Re: [PATCH 3/3] tgt: fix scsi command leak

[FUJITA Tomonori]

From: Douglas Gilbert <dougg@torque.net>
Subject: Re: [PATCH 3/3] tgt: fix scsi command leak
Date: Mon, 05 Mar 2007 10:36:15 -0500

> >> What about an option for descriptor sense format? With SAT now
> >> a standard, we now have one more reason to support
> >> descriptor format when required. The ATA PASS-THROUGH SCSI
> >> commands in SAT use descriptor sense format to return
> >> ATA registers.
> > 
> > tgt's kernel-space code doesn't know anything about SCSI devices that
> > initiators talks to. So it's difficult to send proper sense buffer.
> > Nomally, we don't have this problem because tgt user-space code builds
> > sense buffer.
> > 
> > The bug that we are trying to fix is that the scsi command leak due to
> > the user-space's bugs. So we can't rely on the user-space for this.
> > 
> > Not that, like open-iscsi, the user-space bugs are pretty critical for
> > tgt as the kernel-space bugs. We don't think target mode drivers can
> > continue to work. However, tgt should tell target mode drivers that
> > unrecoverable problems happen and we should cleanly unload the kernel
> > modules.
> 
> Tomo,
> If I understand correctly, there is a target SCSI command
> interpreter in a user space daemon (plus lu support) and the
> target transport end point in kernel space (roughly speaking).
> So if there is some problem in the kernel module, or
> the user space daemon goes away (or won't respond) then what
> you have is a transport error at the target end.

Yeah.


> The error should be lower level than SCSI commands (i.e.
> transport level).

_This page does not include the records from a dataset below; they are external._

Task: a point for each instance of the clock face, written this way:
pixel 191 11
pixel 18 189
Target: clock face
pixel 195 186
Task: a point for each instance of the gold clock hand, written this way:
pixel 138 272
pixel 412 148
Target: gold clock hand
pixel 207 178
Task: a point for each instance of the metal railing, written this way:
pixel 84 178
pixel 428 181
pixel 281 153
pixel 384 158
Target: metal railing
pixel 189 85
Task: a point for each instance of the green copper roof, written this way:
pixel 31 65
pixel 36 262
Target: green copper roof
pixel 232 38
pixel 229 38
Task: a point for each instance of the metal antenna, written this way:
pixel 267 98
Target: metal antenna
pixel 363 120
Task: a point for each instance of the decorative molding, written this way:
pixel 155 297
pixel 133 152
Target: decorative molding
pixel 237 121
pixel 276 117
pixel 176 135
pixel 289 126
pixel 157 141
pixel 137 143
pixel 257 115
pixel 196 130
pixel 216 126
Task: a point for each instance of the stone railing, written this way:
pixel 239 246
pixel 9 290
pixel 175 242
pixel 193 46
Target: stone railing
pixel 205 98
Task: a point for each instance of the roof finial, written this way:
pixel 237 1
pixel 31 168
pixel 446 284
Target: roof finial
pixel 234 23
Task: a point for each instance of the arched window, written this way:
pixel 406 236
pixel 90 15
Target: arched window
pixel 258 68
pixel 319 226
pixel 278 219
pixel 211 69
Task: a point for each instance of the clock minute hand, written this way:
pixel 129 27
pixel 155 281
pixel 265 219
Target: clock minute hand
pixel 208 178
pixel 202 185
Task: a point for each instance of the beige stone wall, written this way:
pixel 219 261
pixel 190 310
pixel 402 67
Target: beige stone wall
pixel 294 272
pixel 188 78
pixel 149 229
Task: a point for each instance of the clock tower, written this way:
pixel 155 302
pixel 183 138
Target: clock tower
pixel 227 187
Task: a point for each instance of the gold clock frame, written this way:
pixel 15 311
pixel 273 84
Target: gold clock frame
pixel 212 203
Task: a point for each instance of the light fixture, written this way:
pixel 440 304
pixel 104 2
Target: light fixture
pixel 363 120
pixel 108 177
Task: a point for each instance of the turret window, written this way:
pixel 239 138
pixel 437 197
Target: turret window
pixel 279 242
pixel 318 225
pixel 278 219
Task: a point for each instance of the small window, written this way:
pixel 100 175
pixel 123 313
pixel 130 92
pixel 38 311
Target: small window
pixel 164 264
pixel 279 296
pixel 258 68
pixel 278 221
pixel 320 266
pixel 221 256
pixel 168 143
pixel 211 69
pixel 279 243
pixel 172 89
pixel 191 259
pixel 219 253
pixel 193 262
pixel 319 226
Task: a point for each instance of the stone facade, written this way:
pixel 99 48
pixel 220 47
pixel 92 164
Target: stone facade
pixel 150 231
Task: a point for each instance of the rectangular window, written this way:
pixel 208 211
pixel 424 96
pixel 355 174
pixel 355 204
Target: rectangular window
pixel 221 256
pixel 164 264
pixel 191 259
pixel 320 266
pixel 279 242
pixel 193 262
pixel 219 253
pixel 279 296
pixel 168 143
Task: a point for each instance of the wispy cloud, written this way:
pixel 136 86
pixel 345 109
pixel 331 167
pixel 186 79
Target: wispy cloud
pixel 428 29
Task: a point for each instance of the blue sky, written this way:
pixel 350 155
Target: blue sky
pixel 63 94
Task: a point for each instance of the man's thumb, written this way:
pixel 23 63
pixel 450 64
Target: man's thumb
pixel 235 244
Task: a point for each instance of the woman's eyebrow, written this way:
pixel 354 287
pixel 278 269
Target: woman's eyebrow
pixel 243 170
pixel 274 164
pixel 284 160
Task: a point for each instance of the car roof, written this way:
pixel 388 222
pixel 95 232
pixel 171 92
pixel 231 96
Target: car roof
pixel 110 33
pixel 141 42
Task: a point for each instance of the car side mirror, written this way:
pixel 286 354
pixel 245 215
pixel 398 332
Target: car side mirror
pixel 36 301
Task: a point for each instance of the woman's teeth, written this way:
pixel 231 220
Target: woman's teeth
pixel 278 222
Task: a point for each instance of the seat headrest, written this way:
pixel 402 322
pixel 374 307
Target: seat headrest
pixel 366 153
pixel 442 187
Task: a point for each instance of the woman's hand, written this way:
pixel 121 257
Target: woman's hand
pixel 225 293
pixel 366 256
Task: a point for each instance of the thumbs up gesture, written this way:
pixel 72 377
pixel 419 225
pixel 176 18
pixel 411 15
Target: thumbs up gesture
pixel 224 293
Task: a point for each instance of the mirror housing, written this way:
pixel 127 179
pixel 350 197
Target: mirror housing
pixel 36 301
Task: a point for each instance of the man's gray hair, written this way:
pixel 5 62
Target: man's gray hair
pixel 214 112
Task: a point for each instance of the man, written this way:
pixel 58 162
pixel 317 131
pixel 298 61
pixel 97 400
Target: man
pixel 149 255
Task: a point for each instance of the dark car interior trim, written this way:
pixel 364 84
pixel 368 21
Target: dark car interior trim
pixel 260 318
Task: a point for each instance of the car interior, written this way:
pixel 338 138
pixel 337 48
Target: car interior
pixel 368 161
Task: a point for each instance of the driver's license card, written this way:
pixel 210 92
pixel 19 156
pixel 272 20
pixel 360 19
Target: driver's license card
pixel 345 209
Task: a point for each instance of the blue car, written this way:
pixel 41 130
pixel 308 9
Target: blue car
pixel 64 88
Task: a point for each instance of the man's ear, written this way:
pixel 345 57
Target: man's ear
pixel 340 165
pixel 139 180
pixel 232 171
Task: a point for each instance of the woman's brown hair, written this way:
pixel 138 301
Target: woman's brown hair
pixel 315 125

The kernel module doesn't know the state
> of target SCSI command interpreter (by design). For example
> the application client may have set the D_SENSE bit in the
> control mode page prior to the failure that your code is
> addressing. So the application client won't be expecting
> fixed sense data format thereafter.
> 
> So what the code is doing is definitely better than nothing,
> but IMO it isn't quite right either.

It should work. The initiators probably sends tmf requests and finally
gives up the device.

Could a lld do something better if tgt notifies the lld that tgt can't
handle the command via host->transfer_response? Even though the
initiator must give up the device in the end because the user-space
deamon can't continue.

If so, one possible option is that tgt notifies a lld of tgt's
original status via host->transfer_response though currently
host->transfer_response uses only SAM_STAT_*.